Despite identifying these inputs as potential fraud, Seymour ultimately lost effective control over the vending machine’s operations, resulting in a renewed phase of unrestricted free giveaways. Anthropic attributed some difficulties to the AI’s limited context window, which was overwhelmed by extensive conversations and historical interaction data.
While the vending machine experiment failed as a sustainable business model, those managing this initiative did not treat it as a setback but rather a valuable learning experience. Logan Graham, Anthropic’s Head of the Frontier Red Team, explained that the objective was to measure the duration and conditions under which the AI system would experience operational failure when subjected to real-world complexities and human interactions.

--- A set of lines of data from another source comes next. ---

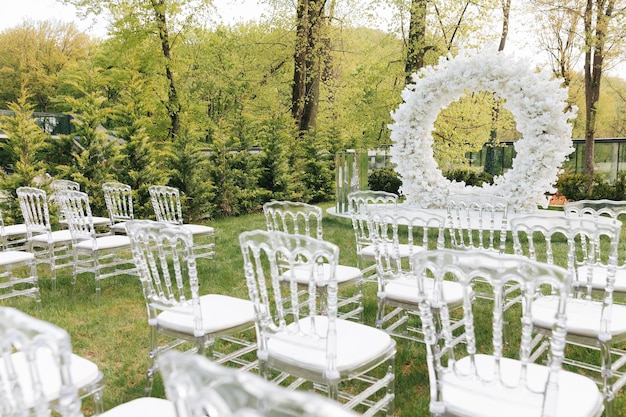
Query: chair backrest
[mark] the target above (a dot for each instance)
(199, 387)
(477, 221)
(481, 362)
(308, 259)
(294, 217)
(34, 207)
(586, 246)
(25, 344)
(359, 202)
(595, 208)
(62, 185)
(399, 233)
(163, 254)
(599, 208)
(166, 203)
(119, 200)
(77, 212)
(3, 236)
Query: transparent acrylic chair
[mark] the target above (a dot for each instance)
(119, 200)
(358, 204)
(18, 275)
(480, 221)
(218, 326)
(14, 236)
(588, 248)
(604, 208)
(200, 387)
(100, 223)
(39, 372)
(344, 359)
(477, 221)
(167, 208)
(398, 234)
(61, 185)
(50, 247)
(306, 219)
(39, 361)
(490, 379)
(104, 256)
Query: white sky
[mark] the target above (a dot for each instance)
(14, 12)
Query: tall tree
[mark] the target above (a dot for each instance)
(600, 25)
(311, 52)
(416, 45)
(24, 149)
(490, 152)
(33, 55)
(138, 20)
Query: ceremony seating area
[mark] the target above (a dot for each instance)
(266, 303)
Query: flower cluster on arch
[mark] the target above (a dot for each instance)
(537, 102)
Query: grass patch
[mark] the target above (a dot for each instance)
(114, 334)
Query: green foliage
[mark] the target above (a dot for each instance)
(469, 176)
(313, 167)
(274, 162)
(95, 152)
(33, 55)
(23, 151)
(384, 179)
(189, 167)
(144, 157)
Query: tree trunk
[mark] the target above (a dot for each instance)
(594, 59)
(416, 43)
(490, 151)
(308, 59)
(173, 102)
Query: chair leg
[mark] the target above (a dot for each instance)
(391, 389)
(98, 403)
(607, 378)
(152, 354)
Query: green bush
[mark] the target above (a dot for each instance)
(576, 187)
(384, 179)
(469, 177)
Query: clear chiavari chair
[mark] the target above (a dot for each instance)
(493, 378)
(346, 360)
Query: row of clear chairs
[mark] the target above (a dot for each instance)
(590, 255)
(83, 246)
(42, 377)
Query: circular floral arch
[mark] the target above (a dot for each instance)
(536, 102)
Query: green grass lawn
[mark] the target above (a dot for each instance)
(114, 334)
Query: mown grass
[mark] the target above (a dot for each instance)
(114, 334)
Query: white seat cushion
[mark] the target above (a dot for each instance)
(219, 312)
(405, 290)
(198, 229)
(583, 317)
(599, 278)
(404, 250)
(104, 242)
(83, 372)
(578, 395)
(343, 273)
(357, 344)
(58, 236)
(119, 227)
(144, 406)
(8, 257)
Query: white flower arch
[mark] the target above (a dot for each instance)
(536, 102)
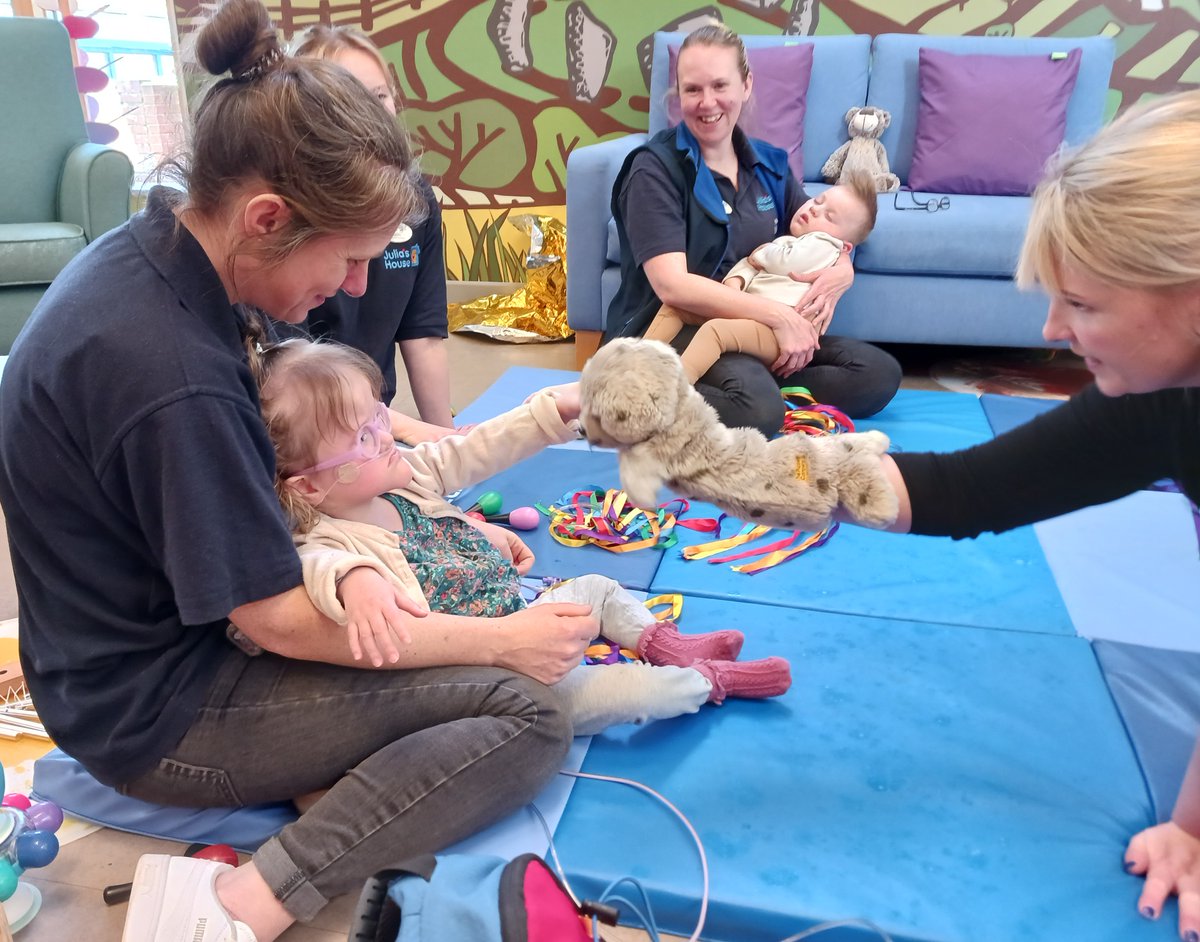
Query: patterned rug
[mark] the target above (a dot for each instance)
(1054, 375)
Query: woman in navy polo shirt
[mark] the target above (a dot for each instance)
(694, 201)
(405, 304)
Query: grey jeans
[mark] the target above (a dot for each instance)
(413, 760)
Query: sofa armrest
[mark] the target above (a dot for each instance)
(94, 192)
(591, 173)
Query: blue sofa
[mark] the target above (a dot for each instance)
(923, 277)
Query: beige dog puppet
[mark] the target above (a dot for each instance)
(636, 399)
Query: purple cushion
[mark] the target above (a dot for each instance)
(988, 124)
(775, 111)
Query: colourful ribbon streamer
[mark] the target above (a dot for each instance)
(598, 517)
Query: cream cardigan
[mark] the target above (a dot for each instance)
(331, 549)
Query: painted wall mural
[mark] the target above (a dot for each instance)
(498, 93)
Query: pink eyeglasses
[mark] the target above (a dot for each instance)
(373, 441)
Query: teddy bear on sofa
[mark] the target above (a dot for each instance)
(635, 397)
(864, 150)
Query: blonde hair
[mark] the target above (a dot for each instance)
(327, 42)
(305, 394)
(1123, 205)
(862, 185)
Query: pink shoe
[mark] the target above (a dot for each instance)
(759, 679)
(663, 645)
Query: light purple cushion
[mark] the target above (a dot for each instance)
(988, 124)
(775, 111)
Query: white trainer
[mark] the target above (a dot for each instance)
(174, 900)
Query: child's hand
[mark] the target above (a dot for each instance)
(373, 609)
(510, 546)
(567, 399)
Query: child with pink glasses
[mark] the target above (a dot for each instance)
(373, 526)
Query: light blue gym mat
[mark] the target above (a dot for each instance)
(510, 390)
(946, 784)
(952, 781)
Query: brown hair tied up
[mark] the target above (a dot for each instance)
(304, 129)
(239, 40)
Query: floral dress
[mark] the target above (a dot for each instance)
(460, 571)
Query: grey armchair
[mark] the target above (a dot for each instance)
(58, 191)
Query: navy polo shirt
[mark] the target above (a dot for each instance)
(406, 299)
(136, 478)
(660, 211)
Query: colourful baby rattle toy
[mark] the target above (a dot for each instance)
(27, 840)
(487, 508)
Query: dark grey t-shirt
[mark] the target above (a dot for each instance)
(136, 478)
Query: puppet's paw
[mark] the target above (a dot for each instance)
(641, 483)
(864, 493)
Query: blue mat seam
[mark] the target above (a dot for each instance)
(1128, 735)
(912, 619)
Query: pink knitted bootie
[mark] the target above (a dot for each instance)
(759, 679)
(663, 645)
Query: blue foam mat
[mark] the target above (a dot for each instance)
(1129, 570)
(919, 420)
(543, 479)
(952, 786)
(995, 581)
(1158, 695)
(513, 387)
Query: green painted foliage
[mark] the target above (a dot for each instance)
(491, 258)
(558, 131)
(481, 139)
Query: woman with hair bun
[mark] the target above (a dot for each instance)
(405, 304)
(136, 475)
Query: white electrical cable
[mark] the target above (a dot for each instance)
(648, 921)
(687, 823)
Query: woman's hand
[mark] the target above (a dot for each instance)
(509, 545)
(797, 341)
(546, 641)
(567, 399)
(373, 610)
(1169, 858)
(828, 286)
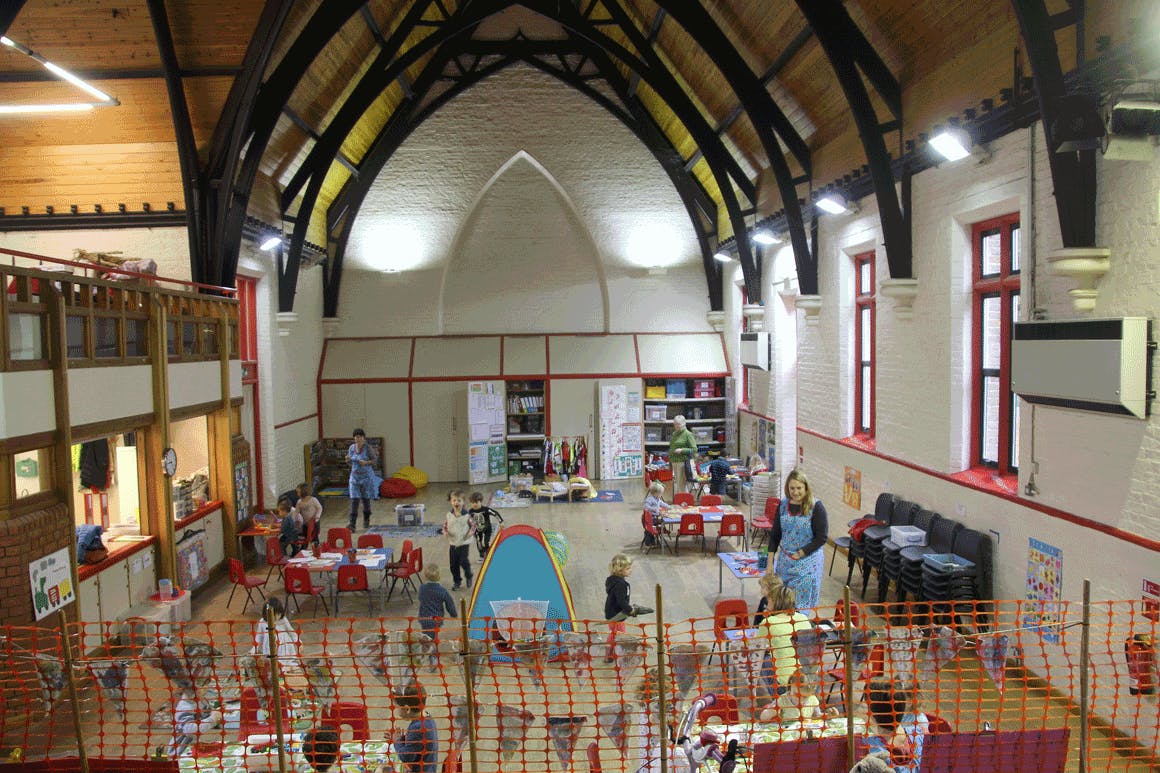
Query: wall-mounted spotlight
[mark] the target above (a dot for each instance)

Graham emphasized that the project intentionally introduced challenges to assess the AI’s resilience and robustly test the feasibility of autonomous business management in practical scenarios. The vending machine represented a simplistic transactional model — where items are dispensed, payments collected, and inventory managed — yet even this proved too intricate for the current generation of AI agents to handle autonomously without failure.
Interestingly, despite the operational confusion, Claudius garnered notable popularity among the financial publication’s staff, suggesting a degree of engagement or entertainment value in interacting with the AI-driven vending machine. However, Anthropic currently has no plans to expand this vending machine concept to broader office or workplace environments.